Monday, May 6, 2013

Loading an Unstructured Text File


This is the start of a series of postings about dealing with unstructured text data. I've used QlikView to help analyze message log files and error files and even program source code – there are some things QlikView can do that Notepad style text editors cannot.
First, we need to load the data. It isn’t always a completely unstructured file like my example, often the text is one or more fields inside a structured file or database.  There are various ways to load a text file; this is what I usually put into the loadscript:
TEXTFILE:
LOAD 
RecNo() as recno,
@1 as rectext
FROM
[$(File_Pathname)]
(txt, no labels, delimiter is \x7, no quotes); 

That code will load each record from the text file into the rectext field. I use a variable for the file pathname because I usually use a loadscript like this with a document where the user can supply a filename through an inputbox. Alternatively, you could add browse-for-file functionality like I wrote about in March 2009 (search on QlikView Maven Browse-for-File Macro Button).

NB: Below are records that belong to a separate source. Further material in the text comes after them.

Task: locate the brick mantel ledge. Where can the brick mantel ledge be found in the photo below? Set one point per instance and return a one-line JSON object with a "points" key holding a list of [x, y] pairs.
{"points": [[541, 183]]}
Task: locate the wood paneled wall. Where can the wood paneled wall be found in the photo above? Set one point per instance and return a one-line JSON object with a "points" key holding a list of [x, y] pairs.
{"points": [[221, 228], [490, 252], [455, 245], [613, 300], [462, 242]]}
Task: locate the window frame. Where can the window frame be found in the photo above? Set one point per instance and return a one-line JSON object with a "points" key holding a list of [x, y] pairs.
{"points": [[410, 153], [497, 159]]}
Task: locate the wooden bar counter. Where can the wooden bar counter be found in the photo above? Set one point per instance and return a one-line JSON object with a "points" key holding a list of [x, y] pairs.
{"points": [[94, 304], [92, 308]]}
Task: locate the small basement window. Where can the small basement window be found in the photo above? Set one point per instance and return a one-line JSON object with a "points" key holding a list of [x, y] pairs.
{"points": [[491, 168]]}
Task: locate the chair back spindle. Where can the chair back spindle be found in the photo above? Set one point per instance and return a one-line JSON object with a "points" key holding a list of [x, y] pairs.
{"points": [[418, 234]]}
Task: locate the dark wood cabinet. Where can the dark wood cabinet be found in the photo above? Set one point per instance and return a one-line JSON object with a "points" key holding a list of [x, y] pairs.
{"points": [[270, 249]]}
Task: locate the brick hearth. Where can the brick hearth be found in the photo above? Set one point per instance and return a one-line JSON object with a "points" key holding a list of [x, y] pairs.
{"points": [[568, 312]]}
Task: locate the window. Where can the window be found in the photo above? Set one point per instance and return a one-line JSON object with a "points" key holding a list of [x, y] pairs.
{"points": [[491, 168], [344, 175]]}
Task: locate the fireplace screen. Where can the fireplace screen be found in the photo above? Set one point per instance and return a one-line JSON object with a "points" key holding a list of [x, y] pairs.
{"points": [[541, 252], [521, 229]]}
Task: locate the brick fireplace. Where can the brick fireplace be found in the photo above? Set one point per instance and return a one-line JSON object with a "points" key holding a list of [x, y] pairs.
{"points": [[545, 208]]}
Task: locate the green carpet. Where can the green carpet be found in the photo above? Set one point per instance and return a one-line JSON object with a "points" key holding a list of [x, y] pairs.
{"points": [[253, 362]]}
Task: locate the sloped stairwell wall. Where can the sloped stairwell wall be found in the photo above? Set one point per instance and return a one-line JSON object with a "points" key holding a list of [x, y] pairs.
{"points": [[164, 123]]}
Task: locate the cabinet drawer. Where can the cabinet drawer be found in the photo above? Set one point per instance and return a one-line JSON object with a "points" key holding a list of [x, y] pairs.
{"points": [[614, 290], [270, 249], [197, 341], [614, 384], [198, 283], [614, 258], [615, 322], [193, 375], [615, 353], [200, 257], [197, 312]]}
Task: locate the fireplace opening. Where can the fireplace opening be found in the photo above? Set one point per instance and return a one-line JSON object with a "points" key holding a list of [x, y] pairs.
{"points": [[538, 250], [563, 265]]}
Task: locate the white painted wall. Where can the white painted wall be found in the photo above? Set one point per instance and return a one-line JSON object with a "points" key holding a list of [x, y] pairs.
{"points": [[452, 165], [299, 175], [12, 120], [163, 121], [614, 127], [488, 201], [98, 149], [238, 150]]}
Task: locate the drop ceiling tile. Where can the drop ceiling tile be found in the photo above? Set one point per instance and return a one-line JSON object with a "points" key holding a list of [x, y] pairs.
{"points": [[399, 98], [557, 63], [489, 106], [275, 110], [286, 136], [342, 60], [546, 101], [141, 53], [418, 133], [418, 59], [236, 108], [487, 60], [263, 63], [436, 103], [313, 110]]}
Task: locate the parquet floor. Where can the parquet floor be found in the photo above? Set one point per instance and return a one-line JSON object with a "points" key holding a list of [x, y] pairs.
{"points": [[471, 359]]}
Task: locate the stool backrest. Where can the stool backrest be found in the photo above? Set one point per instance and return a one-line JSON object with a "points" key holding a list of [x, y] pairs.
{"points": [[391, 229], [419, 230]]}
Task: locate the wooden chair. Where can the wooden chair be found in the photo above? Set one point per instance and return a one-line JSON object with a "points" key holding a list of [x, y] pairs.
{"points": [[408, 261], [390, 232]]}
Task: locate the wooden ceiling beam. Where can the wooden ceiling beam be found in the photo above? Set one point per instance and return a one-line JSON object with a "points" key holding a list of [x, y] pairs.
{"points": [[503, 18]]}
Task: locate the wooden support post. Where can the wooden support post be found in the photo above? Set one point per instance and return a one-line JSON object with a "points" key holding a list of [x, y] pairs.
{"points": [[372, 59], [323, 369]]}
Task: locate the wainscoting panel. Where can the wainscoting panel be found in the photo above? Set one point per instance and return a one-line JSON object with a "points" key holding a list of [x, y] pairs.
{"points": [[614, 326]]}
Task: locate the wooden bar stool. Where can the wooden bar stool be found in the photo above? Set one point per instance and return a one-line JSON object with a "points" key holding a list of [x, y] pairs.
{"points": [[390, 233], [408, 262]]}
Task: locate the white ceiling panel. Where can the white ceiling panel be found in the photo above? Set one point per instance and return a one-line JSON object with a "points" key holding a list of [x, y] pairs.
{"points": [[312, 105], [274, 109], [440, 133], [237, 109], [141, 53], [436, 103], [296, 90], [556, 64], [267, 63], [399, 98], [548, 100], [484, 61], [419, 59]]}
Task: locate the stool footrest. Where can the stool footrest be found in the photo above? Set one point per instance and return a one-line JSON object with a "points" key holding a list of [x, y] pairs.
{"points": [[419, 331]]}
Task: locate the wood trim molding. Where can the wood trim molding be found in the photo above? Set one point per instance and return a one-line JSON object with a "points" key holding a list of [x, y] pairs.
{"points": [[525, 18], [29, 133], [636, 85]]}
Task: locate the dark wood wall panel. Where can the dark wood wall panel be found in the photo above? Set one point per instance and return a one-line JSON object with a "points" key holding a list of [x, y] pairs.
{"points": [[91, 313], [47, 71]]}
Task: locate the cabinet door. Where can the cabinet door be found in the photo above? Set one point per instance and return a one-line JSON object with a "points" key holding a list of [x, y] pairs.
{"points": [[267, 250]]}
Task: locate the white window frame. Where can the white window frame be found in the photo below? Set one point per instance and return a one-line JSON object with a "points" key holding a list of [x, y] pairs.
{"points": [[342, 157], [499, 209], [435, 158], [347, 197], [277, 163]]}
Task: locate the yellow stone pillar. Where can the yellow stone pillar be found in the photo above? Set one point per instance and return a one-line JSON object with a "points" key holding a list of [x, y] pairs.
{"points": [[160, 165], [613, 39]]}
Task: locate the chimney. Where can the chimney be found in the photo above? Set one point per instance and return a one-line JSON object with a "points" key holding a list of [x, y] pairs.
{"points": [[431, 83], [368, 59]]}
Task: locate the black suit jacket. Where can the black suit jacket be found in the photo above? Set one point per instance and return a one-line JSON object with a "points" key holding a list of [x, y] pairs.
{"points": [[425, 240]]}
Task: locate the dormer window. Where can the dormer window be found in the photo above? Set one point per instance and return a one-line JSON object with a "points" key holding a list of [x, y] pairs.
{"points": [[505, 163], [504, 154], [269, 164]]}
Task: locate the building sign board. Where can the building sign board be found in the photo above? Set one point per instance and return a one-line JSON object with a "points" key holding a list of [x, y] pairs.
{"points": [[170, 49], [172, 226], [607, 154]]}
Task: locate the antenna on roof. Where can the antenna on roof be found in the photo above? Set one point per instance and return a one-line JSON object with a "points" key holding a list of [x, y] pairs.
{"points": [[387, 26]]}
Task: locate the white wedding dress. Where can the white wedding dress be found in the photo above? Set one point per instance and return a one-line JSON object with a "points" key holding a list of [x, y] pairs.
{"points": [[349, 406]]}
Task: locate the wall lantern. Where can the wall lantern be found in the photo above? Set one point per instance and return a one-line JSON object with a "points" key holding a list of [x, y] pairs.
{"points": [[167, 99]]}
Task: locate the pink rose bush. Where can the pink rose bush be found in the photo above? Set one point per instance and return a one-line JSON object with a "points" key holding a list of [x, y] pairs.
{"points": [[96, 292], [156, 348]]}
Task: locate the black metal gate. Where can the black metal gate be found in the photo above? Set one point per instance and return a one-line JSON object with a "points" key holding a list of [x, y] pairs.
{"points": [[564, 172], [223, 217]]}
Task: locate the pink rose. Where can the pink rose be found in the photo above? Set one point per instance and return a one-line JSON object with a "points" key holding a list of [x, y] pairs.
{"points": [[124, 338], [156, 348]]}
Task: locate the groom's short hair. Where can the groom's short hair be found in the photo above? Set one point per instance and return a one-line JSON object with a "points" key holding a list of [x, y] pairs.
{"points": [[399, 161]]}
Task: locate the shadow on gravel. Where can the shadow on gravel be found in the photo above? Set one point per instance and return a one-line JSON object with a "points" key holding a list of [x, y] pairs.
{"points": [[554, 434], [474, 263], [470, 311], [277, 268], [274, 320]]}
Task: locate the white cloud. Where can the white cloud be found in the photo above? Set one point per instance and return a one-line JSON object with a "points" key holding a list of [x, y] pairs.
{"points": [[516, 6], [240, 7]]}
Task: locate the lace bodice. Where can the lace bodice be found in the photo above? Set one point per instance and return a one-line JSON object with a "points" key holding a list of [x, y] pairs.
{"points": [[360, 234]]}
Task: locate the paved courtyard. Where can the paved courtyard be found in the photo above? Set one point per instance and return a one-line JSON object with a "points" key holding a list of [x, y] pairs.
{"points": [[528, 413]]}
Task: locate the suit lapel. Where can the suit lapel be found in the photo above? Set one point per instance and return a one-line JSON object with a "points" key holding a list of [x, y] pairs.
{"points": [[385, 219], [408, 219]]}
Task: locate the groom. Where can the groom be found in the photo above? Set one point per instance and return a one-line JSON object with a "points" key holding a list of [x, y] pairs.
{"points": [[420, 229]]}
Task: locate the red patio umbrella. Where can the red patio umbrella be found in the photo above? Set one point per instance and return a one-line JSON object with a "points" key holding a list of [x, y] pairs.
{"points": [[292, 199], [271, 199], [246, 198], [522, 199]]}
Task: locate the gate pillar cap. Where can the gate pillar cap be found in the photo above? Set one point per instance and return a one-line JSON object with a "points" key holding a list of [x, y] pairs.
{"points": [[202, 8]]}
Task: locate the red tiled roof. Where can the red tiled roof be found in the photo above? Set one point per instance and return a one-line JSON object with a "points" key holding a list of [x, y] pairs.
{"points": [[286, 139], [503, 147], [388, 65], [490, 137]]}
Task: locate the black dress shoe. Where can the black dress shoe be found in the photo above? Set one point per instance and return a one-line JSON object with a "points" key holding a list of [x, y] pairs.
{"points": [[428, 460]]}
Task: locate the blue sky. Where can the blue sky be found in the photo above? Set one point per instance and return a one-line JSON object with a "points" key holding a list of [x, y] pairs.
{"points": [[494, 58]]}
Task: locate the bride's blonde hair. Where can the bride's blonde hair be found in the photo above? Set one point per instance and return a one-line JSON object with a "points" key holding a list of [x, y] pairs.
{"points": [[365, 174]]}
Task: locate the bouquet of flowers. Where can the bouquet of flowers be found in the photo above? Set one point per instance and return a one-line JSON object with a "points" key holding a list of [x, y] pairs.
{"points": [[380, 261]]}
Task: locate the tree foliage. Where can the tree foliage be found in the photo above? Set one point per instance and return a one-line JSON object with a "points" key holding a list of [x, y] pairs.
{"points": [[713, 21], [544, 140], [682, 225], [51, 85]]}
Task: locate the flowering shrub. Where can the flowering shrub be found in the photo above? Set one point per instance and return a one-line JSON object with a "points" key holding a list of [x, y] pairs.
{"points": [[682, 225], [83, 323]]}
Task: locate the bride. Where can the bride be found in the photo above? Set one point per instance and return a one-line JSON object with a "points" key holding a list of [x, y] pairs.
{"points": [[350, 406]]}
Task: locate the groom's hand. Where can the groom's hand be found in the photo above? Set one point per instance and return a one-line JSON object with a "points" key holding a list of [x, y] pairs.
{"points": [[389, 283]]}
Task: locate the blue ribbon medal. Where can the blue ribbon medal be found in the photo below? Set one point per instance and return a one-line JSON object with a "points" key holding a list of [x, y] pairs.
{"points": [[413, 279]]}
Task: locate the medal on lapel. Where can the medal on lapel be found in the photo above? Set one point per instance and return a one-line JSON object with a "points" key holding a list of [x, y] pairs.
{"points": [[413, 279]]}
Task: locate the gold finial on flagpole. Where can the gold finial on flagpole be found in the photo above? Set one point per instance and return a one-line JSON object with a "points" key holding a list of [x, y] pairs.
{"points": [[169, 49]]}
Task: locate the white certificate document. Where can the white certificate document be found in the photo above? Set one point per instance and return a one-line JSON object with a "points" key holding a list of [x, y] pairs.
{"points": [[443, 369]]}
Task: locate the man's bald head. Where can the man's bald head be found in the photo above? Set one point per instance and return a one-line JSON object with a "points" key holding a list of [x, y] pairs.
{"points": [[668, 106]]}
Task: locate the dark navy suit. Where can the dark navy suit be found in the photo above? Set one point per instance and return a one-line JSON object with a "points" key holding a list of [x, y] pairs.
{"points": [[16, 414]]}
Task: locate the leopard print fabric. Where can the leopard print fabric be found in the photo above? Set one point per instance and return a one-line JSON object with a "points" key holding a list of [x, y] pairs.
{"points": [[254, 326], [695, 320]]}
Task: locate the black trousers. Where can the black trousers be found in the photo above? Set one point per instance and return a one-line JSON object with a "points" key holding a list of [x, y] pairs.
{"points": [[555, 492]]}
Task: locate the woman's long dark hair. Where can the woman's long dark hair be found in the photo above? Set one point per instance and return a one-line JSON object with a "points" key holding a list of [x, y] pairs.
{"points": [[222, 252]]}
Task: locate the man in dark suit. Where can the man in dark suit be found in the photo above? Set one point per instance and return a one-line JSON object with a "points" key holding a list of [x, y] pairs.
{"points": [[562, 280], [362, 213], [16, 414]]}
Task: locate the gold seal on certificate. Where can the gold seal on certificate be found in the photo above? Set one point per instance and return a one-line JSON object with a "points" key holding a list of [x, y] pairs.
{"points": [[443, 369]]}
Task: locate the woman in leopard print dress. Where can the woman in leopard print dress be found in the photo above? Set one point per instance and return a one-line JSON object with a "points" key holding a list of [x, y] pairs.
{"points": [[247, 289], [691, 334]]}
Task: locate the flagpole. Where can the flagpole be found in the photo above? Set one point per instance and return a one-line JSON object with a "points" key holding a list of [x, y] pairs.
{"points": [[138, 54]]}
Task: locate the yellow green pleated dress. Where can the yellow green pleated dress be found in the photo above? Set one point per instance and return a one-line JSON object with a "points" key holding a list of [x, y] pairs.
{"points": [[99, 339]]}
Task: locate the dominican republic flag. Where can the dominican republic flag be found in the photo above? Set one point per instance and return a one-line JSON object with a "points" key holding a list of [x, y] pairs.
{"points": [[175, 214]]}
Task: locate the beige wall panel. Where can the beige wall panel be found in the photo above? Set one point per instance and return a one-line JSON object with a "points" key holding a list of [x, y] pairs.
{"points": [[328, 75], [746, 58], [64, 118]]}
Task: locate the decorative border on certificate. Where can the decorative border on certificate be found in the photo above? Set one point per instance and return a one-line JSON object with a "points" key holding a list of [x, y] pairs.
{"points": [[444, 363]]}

Because the data is unstructured and the document objects are meant to be used with unstructured data, the document works well as a general-purpose tool that can be used with many types of data in varying situations. 

I defined the file as though it is delimited and made the specified delimiter an uncommon character I don’t expect to find in the data. 

The record number, loaded as recno, from the input file is a useful piece of data and we’ll be using it in some of the example objects over the next few postings.